Renee Ellmers, a Tea Party-backed congressional challenger to Rep. Bob Etheridge in North Carolina, spoke with CNN's Anderson Cooper on Friday to defend a controversial campaign ad that sought to connect her opponent to the building of an Islamic community center near Ground Zero.
The ad at issue drew heavy criticism for its interchangeable use of "Muslims" and "terrorists," a complaint that Ellmers explained to Cooper:
"Well, to be honest, I think that you could make that assumption, but that's not giving me the benefit of the doubt," Ellmers said. "I am not intending to say that all Muslims are terrorists. Basically what I am saying, sir, is that there were terrorists who attacked us -- they were Islamic jihadists.
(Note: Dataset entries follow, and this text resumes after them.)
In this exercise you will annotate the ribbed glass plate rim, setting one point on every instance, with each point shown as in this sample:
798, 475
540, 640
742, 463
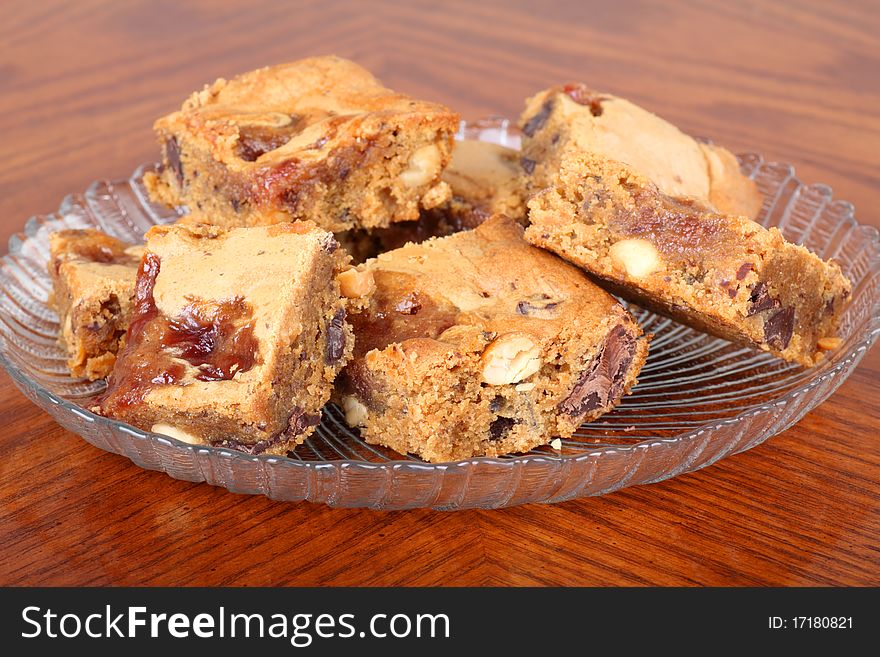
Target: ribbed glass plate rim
845, 362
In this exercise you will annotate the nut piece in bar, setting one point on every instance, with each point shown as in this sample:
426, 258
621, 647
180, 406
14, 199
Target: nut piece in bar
573, 117
485, 180
236, 336
93, 278
317, 139
723, 274
480, 344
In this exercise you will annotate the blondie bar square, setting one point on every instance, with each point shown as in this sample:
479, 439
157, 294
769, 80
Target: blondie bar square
93, 278
723, 274
574, 118
317, 139
236, 335
479, 344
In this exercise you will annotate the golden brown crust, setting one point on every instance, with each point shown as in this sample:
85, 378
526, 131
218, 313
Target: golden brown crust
478, 344
317, 139
236, 337
723, 274
574, 118
93, 288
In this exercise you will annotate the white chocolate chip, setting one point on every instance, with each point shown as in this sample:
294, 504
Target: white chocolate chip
637, 257
176, 433
267, 119
355, 284
510, 359
423, 166
355, 412
828, 344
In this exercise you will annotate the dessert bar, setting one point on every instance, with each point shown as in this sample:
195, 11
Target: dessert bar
572, 117
722, 274
93, 278
317, 139
480, 344
236, 335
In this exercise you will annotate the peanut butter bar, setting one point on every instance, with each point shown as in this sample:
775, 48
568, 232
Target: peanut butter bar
317, 139
722, 274
236, 335
93, 278
479, 344
573, 118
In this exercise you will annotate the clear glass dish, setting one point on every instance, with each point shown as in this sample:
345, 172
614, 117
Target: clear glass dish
699, 398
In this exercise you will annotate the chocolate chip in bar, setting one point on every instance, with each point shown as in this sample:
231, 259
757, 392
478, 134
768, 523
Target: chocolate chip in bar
761, 299
779, 327
501, 426
602, 381
336, 337
538, 120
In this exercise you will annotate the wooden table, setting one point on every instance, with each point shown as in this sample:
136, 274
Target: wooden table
80, 84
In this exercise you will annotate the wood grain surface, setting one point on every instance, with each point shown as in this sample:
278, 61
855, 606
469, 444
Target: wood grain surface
81, 83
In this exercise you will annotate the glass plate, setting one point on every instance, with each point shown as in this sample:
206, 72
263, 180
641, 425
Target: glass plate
699, 398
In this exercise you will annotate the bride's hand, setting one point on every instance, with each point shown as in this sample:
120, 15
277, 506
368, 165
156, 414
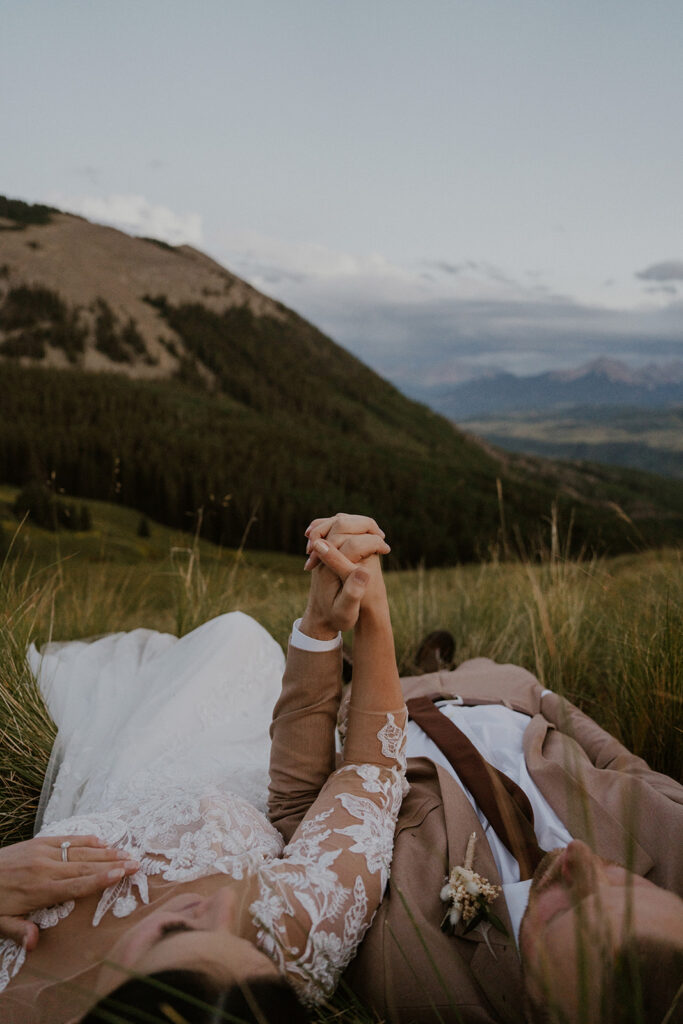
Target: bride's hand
355, 536
33, 875
340, 585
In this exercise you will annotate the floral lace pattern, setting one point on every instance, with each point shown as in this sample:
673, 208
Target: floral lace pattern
165, 797
316, 903
181, 834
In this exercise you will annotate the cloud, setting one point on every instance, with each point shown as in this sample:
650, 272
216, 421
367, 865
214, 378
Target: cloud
662, 290
137, 216
671, 269
438, 321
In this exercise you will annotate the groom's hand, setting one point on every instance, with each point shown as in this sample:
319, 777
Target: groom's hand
354, 536
339, 585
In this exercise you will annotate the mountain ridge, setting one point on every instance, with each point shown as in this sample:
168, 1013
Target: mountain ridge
151, 373
600, 382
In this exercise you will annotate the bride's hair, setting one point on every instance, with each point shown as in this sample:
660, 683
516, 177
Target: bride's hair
191, 996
And, as a result of that, we have seen the devastation on 9/11."
Pressed by Cooper over the contention that the planners of the Park51 Islamic center near Ground Zero were actually terrorists, Ellmers appeared unready to walk back the potential connection.
"Do you know that [they aren't terrorists], sir?" Ellmers asked. "We don't even know who is the donors to that."
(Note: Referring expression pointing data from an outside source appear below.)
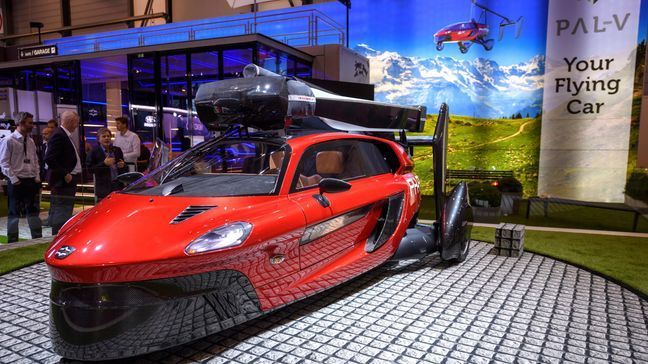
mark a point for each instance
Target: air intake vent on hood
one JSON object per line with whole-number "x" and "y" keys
{"x": 189, "y": 212}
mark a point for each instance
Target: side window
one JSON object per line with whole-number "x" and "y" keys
{"x": 342, "y": 159}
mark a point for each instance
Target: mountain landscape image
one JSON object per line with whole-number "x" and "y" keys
{"x": 494, "y": 123}
{"x": 479, "y": 88}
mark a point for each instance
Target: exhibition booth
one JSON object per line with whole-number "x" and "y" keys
{"x": 335, "y": 181}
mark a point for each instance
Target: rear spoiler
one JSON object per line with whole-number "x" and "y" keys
{"x": 264, "y": 100}
{"x": 439, "y": 143}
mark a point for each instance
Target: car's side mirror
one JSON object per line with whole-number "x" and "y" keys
{"x": 330, "y": 185}
{"x": 129, "y": 177}
{"x": 333, "y": 185}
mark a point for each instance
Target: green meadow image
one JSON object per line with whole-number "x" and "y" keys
{"x": 486, "y": 144}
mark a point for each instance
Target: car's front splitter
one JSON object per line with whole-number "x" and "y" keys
{"x": 118, "y": 320}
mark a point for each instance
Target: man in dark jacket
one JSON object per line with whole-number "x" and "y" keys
{"x": 106, "y": 162}
{"x": 63, "y": 169}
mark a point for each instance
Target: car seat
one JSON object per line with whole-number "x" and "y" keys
{"x": 327, "y": 163}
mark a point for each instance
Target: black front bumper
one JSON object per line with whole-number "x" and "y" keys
{"x": 118, "y": 320}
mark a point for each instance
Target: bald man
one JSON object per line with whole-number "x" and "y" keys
{"x": 63, "y": 169}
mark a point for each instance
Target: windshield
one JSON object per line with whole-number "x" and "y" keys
{"x": 217, "y": 169}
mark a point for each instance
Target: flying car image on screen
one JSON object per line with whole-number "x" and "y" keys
{"x": 474, "y": 31}
{"x": 248, "y": 222}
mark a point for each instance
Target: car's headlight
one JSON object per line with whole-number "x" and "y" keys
{"x": 226, "y": 236}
Asked by Cooper if she thought Imam Feisal Abdul Rauf, the Imam behind the project, was a terrorist, Ellmers appeared equally uncertain.
"Well, I don't know that much about the Imam, I don't think any of us know that much about the Imam, that is where the uncertainty is," Ellmers said. "I don't know what his intentions are."
The conversation then shifted to the point in Ellmers' ad about the construction of "victory mosques" in lands conquered by Muslims centuries ago, a clear comparison that was being made to the so-called "Ground Zero Mosque." Ellmers didn't take kindly to Cooper's questioning over a similar Christian practice that he said took place in Rome after it was seized from the Pagans.
"You are wrong in your assumptions," Ellmers said. "I guess what I could ask you is, are you anti-religion, are you anti-Christian in your thinking?"
"That's like the lowest response I have ever heard from a candidate, I gotta tell you," Cooper responded.
As for the response by the Etheridge campaign last week that accused Ellmers of "desecrating this hallowed ground with her obvious and offensive attempt to raise her profile," Ellmers maintained that the issue was indeed relevant in her district.
"All we're doing is reflecting what we've seen in the district and the people that I have talked with who are so concerned with where this country is going," Ellmers said. "I am running for the people of District 2, North Carolina, who are good, hardworking, Christian people, who just want to turn this country around."
The latest analysis on the race shows Rep. Etheridge poised to hold the seat despite Ellmers' support from Sarah Palin, Tea Party groups and conservative 527 Americans for Job Security, which has announced that they will spend $800,000 on advertising against Etheridge.